When a new drug is developed, it must go through at least three phases of clinical trials, or in some cases, four. This process typically takes many years to complete. After the trials have concluded, there is another waiting period during which the drug receives final approval and is developed for commercial sale and widespread use. “Right to Try” authorizes patients who have been diagnosed with life ending illnesses to side-step this prolonged waiting period, so long as the drugs are under continual evaluation in phase II, III, and potentially IV trials. The Act also stipulates that patients need to have attempted other treatment options before opting to take unapproved medicines.

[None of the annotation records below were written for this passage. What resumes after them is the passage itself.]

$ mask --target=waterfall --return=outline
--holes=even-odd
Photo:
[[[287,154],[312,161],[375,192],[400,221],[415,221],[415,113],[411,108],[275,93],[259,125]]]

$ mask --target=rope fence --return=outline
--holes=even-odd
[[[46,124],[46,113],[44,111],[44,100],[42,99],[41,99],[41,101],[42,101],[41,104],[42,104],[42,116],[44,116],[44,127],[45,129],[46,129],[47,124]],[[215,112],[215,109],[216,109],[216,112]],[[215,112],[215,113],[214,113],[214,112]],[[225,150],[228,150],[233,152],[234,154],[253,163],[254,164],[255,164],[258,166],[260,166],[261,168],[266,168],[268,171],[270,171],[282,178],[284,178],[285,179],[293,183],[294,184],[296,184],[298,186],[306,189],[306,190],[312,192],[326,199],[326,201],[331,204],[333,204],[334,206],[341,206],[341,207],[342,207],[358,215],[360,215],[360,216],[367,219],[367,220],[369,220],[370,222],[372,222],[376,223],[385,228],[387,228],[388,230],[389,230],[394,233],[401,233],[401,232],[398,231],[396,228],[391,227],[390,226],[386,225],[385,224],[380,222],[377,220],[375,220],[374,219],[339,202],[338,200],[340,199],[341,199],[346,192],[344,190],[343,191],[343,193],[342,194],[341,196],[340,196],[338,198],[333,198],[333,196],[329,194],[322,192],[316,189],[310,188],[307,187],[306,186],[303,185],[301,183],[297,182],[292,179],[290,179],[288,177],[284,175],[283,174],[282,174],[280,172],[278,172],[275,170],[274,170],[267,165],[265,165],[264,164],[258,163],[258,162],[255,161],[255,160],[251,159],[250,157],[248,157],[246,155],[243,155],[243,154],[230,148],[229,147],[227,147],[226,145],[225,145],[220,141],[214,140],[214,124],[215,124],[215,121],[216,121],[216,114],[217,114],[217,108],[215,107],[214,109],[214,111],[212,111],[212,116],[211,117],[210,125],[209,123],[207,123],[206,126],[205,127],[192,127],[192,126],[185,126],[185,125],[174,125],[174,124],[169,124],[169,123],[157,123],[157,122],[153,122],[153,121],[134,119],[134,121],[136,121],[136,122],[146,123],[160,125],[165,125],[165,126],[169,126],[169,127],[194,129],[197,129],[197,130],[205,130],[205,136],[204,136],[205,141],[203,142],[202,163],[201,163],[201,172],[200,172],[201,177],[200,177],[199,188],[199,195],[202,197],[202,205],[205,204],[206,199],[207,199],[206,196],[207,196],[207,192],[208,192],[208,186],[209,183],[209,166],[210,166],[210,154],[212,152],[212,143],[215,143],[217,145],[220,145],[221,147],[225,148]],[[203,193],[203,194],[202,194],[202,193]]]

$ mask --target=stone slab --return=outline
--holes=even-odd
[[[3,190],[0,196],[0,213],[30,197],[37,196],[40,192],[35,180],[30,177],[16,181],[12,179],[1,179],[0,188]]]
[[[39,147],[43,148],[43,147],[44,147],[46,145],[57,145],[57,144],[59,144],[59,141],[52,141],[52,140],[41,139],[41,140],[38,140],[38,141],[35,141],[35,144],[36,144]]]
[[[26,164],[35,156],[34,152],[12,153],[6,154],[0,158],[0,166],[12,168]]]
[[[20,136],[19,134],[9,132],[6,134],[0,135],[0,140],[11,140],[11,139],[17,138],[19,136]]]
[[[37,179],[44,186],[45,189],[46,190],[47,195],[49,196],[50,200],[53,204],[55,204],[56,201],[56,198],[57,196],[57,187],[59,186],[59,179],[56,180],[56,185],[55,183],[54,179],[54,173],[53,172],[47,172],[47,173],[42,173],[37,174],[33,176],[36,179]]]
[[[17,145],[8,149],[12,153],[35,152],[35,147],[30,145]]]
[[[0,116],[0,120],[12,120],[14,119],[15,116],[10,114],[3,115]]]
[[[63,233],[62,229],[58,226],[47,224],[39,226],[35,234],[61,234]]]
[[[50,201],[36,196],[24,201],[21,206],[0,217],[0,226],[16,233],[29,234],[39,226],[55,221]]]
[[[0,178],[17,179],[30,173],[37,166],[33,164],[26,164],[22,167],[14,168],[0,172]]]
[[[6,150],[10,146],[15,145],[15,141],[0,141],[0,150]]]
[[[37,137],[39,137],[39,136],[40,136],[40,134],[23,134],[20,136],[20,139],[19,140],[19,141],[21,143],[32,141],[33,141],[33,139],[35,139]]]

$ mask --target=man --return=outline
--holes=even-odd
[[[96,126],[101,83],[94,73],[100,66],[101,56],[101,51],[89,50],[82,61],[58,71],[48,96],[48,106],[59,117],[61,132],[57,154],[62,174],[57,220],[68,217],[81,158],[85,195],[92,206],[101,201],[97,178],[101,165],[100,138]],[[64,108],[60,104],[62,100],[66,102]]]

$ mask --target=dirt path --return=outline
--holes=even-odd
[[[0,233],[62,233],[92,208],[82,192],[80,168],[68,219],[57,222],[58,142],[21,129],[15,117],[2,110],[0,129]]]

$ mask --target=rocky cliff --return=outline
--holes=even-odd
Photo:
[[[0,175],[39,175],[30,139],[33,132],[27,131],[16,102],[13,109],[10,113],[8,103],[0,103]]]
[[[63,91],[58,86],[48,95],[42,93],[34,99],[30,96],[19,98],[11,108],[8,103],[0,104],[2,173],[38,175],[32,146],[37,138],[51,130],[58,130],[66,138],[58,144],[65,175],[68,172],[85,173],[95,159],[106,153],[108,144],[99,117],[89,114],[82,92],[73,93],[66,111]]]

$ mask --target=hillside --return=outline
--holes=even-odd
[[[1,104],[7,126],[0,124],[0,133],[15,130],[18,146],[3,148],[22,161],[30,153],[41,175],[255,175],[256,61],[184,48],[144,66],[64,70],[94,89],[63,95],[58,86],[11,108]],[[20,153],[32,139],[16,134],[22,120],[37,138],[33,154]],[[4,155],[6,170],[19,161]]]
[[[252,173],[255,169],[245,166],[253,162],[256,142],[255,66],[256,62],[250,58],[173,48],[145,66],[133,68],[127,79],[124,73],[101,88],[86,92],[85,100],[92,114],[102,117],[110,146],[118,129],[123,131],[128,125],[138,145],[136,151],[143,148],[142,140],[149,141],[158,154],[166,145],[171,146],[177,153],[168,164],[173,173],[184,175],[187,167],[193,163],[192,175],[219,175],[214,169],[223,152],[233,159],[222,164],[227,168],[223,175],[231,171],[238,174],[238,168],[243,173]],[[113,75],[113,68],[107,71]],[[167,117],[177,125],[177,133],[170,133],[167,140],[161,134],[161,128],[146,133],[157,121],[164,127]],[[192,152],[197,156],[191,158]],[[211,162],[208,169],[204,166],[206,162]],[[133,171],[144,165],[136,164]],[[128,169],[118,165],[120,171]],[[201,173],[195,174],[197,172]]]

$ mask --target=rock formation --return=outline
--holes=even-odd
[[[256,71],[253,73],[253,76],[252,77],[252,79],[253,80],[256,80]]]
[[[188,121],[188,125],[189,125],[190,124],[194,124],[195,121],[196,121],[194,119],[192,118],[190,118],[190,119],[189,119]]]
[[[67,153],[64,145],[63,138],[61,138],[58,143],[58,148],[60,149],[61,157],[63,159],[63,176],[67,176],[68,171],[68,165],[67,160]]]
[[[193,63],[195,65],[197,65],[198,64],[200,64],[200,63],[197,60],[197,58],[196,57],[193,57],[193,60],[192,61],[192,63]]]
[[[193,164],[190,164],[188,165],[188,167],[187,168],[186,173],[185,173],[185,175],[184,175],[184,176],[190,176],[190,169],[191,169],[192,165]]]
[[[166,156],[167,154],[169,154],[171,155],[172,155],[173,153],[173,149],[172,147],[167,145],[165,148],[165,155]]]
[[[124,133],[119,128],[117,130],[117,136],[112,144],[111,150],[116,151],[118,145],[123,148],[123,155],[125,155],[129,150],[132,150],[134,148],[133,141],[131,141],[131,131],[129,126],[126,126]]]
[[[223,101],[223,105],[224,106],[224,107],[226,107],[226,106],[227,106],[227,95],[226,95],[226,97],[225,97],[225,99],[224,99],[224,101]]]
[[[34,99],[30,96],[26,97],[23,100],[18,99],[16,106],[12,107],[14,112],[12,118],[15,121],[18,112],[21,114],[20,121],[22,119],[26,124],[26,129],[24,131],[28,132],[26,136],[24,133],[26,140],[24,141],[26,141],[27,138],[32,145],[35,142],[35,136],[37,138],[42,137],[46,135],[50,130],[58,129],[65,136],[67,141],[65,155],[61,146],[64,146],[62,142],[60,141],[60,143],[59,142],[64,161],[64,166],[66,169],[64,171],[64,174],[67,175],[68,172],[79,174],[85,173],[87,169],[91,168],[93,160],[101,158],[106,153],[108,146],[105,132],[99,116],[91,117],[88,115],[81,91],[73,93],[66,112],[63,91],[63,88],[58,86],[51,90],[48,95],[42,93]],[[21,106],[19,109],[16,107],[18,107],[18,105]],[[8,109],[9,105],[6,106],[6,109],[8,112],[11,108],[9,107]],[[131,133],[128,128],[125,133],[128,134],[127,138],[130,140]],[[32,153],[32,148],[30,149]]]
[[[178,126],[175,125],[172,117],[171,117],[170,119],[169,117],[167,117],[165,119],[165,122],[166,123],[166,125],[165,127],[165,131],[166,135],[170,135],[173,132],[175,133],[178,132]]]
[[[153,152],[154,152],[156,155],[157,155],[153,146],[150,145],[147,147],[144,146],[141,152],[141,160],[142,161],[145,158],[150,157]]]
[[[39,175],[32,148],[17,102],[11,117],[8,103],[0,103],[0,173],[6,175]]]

Opponents to the law are worried about the effects that providing such preliminary drugs could have on the FDA’s ability to manage public health concerns, as well as the safety of those patients who choose to use the early-stage medications.
Proponents of “Right to Try” argue that, while this new opportunity presents some risks, many patients’ lives could be saved, or their suffering alleviated, now that access to previously denied medications will be made available. Advocates also argue that Phase 1 passage “demonstrate[s a certain] level of safety” (FOX News) in any given drug, as it will have been already proven that the drug will not poison humans when given in a reasonable dose.
It is in the later phases of trials that a drug is proven effective or ineffective in treating specific indications without significant side effects – therein lies a risk of opting to take a drug not yet approved by the FDA.
The Act’s very name grants no rights to patients. It simply gives them permission to ask pharmaceutical companies to supply their “in development” medications to them. Pharmaceutical companies have no obligation to comply with such requests.
It is unclear what kind of effect this bill will have on the clinical trial industry, as it opens the door to previously uncharted waters for patients, sponsors and healthcare providers. Some say that “little will change,” (CBS News) but only time will tell.